Acording to Wikipedia (yes, I know, wikipedia...), this 8.0R earthquake was the srongest earthquake that occured during that year. The fatalities of this earthquake were just 2. On the other hand the most fatal earthquake that took place in 1903 was with a Magnitude of 6.3R in Ottoman Empire, Turkey, Mus Province, where there have been counted 3560 deaths. Let us take a quick look where this Mus Province is and how far is it from Greece, the country of our interest in this analysis.
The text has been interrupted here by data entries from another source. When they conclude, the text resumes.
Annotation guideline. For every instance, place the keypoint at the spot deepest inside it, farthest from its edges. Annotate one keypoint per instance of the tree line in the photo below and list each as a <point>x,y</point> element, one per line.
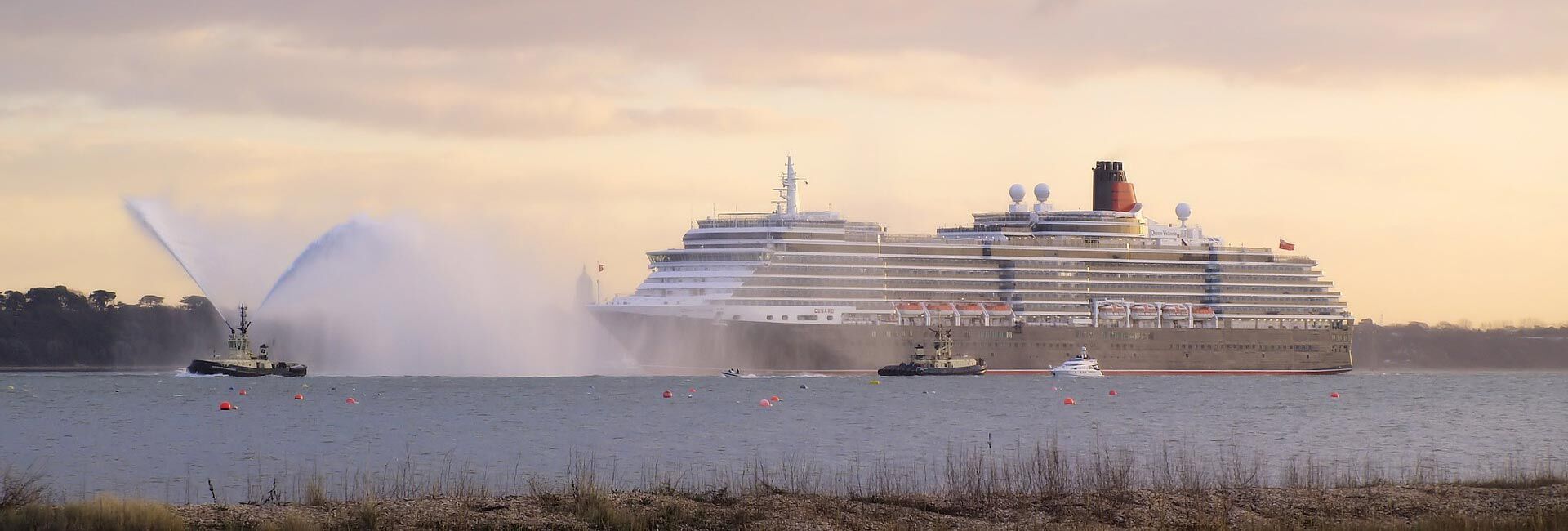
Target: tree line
<point>59,326</point>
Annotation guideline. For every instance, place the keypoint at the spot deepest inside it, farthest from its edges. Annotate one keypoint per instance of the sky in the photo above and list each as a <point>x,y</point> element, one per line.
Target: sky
<point>1413,148</point>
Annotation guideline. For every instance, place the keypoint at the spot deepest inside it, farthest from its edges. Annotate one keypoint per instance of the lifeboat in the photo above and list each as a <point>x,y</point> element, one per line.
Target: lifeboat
<point>1143,312</point>
<point>1112,310</point>
<point>1201,314</point>
<point>940,307</point>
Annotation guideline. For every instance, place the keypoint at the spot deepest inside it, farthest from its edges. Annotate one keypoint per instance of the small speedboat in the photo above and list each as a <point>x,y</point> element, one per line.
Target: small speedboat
<point>1080,365</point>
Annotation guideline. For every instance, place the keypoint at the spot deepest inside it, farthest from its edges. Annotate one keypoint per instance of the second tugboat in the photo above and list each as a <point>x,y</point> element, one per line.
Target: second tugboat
<point>240,360</point>
<point>940,364</point>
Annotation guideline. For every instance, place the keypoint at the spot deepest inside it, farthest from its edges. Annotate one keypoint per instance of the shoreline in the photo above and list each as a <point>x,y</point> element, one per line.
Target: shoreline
<point>1441,506</point>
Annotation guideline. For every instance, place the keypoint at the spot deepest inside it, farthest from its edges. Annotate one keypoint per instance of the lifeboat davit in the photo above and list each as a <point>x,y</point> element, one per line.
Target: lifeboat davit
<point>1112,310</point>
<point>1143,312</point>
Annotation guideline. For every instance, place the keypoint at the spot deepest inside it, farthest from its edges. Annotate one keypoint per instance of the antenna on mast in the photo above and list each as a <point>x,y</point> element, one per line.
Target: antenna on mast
<point>789,190</point>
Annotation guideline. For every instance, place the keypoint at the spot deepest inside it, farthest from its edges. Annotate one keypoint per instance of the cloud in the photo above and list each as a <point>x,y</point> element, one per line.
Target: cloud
<point>608,68</point>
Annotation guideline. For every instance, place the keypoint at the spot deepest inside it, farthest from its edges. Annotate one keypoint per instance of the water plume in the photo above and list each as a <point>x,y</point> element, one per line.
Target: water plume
<point>403,297</point>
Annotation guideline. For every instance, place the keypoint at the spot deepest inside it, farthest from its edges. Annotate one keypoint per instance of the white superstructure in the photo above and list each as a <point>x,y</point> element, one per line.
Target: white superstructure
<point>1029,266</point>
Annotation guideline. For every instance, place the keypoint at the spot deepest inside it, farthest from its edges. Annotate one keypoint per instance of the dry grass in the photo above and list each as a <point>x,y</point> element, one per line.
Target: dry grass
<point>102,512</point>
<point>20,488</point>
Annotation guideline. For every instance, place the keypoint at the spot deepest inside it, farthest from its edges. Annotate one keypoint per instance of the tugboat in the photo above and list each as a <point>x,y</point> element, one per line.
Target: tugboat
<point>240,360</point>
<point>940,364</point>
<point>1080,365</point>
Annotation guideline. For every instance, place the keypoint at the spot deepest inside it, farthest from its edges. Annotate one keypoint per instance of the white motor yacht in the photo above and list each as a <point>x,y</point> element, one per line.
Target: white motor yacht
<point>1080,365</point>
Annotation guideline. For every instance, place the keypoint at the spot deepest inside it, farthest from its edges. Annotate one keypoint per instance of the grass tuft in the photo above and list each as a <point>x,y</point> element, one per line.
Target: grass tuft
<point>99,514</point>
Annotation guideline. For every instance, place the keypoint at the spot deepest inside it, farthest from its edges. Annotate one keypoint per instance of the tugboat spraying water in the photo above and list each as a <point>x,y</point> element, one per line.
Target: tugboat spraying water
<point>240,360</point>
<point>940,364</point>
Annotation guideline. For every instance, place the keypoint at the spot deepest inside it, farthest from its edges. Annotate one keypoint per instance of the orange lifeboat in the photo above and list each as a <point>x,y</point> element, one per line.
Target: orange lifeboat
<point>1143,312</point>
<point>1114,310</point>
<point>1201,314</point>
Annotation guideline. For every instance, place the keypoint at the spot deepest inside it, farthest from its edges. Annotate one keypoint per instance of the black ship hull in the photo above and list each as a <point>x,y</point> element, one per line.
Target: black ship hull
<point>690,345</point>
<point>211,367</point>
<point>916,370</point>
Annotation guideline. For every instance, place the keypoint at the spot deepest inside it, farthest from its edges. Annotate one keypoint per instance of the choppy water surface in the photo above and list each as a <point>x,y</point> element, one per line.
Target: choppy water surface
<point>156,435</point>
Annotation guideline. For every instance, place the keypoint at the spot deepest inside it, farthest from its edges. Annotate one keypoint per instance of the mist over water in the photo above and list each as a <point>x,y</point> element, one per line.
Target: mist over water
<point>397,297</point>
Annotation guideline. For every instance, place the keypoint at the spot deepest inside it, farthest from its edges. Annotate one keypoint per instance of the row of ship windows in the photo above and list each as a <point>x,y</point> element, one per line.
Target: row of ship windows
<point>993,268</point>
<point>1013,252</point>
<point>998,264</point>
<point>1000,285</point>
<point>1013,297</point>
<point>797,319</point>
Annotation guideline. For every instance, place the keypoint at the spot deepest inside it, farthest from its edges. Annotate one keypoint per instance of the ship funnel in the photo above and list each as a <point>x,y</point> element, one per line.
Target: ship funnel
<point>1112,190</point>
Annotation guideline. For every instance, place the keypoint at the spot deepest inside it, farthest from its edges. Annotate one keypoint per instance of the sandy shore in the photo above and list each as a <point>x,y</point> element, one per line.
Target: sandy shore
<point>1382,506</point>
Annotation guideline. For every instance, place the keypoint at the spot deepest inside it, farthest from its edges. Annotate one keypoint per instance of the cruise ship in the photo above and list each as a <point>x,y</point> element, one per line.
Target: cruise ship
<point>808,292</point>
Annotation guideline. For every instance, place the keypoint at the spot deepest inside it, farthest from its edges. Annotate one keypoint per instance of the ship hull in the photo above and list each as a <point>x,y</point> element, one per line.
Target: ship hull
<point>209,367</point>
<point>905,370</point>
<point>684,345</point>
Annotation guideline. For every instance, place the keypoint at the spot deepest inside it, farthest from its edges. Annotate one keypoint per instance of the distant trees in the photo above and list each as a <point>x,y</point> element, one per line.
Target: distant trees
<point>100,298</point>
<point>61,328</point>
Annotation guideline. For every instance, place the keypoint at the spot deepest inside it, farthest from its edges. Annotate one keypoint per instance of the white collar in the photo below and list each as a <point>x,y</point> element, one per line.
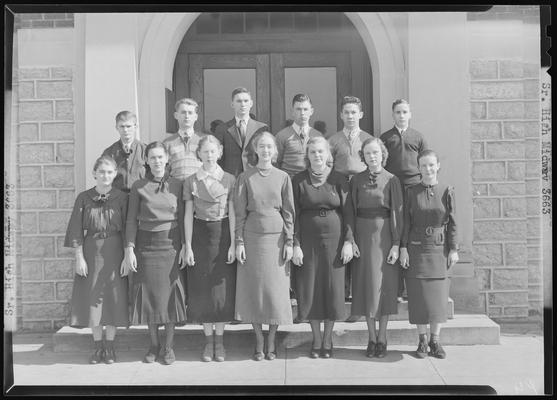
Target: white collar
<point>217,174</point>
<point>347,132</point>
<point>247,118</point>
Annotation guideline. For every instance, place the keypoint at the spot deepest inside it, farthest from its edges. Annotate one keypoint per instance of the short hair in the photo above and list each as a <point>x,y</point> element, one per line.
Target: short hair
<point>239,90</point>
<point>319,140</point>
<point>154,145</point>
<point>124,116</point>
<point>300,98</point>
<point>208,139</point>
<point>426,153</point>
<point>384,151</point>
<point>108,160</point>
<point>253,158</point>
<point>187,101</point>
<point>399,101</point>
<point>350,100</point>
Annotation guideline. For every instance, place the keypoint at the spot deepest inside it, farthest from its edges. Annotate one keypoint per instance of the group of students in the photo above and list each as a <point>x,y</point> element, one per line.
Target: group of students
<point>208,229</point>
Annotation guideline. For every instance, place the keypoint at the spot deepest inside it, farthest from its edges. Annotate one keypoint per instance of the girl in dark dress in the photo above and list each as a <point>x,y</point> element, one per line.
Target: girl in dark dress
<point>264,208</point>
<point>376,216</point>
<point>100,290</point>
<point>154,249</point>
<point>429,248</point>
<point>321,244</point>
<point>210,249</point>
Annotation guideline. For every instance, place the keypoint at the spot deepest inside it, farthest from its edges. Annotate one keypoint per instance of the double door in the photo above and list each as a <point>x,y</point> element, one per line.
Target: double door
<point>273,79</point>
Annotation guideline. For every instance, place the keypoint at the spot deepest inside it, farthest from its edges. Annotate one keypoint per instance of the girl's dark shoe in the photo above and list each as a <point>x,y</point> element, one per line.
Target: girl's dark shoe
<point>381,350</point>
<point>421,351</point>
<point>168,356</point>
<point>371,349</point>
<point>109,355</point>
<point>97,356</point>
<point>152,354</point>
<point>435,350</point>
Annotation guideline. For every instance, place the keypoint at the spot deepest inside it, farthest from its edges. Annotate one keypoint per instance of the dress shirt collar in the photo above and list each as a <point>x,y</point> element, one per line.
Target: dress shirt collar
<point>354,131</point>
<point>217,174</point>
<point>185,133</point>
<point>247,118</point>
<point>400,130</point>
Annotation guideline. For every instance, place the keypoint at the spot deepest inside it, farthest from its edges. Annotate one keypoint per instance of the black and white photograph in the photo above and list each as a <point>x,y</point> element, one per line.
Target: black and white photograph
<point>259,199</point>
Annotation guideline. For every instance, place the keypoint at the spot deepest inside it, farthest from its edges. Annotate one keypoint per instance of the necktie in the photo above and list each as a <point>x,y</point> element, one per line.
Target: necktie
<point>242,129</point>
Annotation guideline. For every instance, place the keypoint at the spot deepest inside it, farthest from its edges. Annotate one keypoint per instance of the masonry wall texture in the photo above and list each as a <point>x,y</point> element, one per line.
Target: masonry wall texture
<point>505,153</point>
<point>46,191</point>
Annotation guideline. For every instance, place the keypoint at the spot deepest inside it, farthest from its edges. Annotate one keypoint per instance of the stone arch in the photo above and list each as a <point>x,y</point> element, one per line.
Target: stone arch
<point>165,32</point>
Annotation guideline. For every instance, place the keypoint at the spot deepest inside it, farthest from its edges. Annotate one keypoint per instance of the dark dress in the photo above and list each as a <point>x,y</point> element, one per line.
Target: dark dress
<point>320,231</point>
<point>264,209</point>
<point>154,227</point>
<point>100,298</point>
<point>211,282</point>
<point>376,217</point>
<point>429,233</point>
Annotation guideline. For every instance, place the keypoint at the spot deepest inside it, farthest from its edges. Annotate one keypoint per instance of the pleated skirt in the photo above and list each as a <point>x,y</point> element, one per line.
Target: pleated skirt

my_map_2 = folium.Map(location=[39.14, 42.65], zoom_start = 4, 
                    control_scale = True)

folium.Marker(
    location=[39.14, 42.65],
    popup="Monday, 28 April 1903 (01:30) ~ 8.0 R",
    icon=folium.Icon(icon="glyphicon glyphicon-star-empty", color= 'red')
).add_to(my_map_2)

my_map_2

df = px.data.iris()

fig.px.scatter(data_0, x = 'Month', y = 'Year', color = 'Magnitude(R)', title = 'Magnitude of the reported earthquakes, by Month and by Year (1901 - 2018)' )

fig.show()

From the scatterplot presented just above, we can clearly derive the following conclusion. As the years pass by, less powerful earthquakes start to appear more frequent. This is a result of the technological evolution. As years pass by, human try to achieve perfection in everything, as a result, seismographic machines are evoluting along with the idea of perfection. Hence, newer seismographic machines have more capabilities and much higher sensitivity. This is the main resaon that lately are more earthquakes reported than in the older times, and even less powerful ones.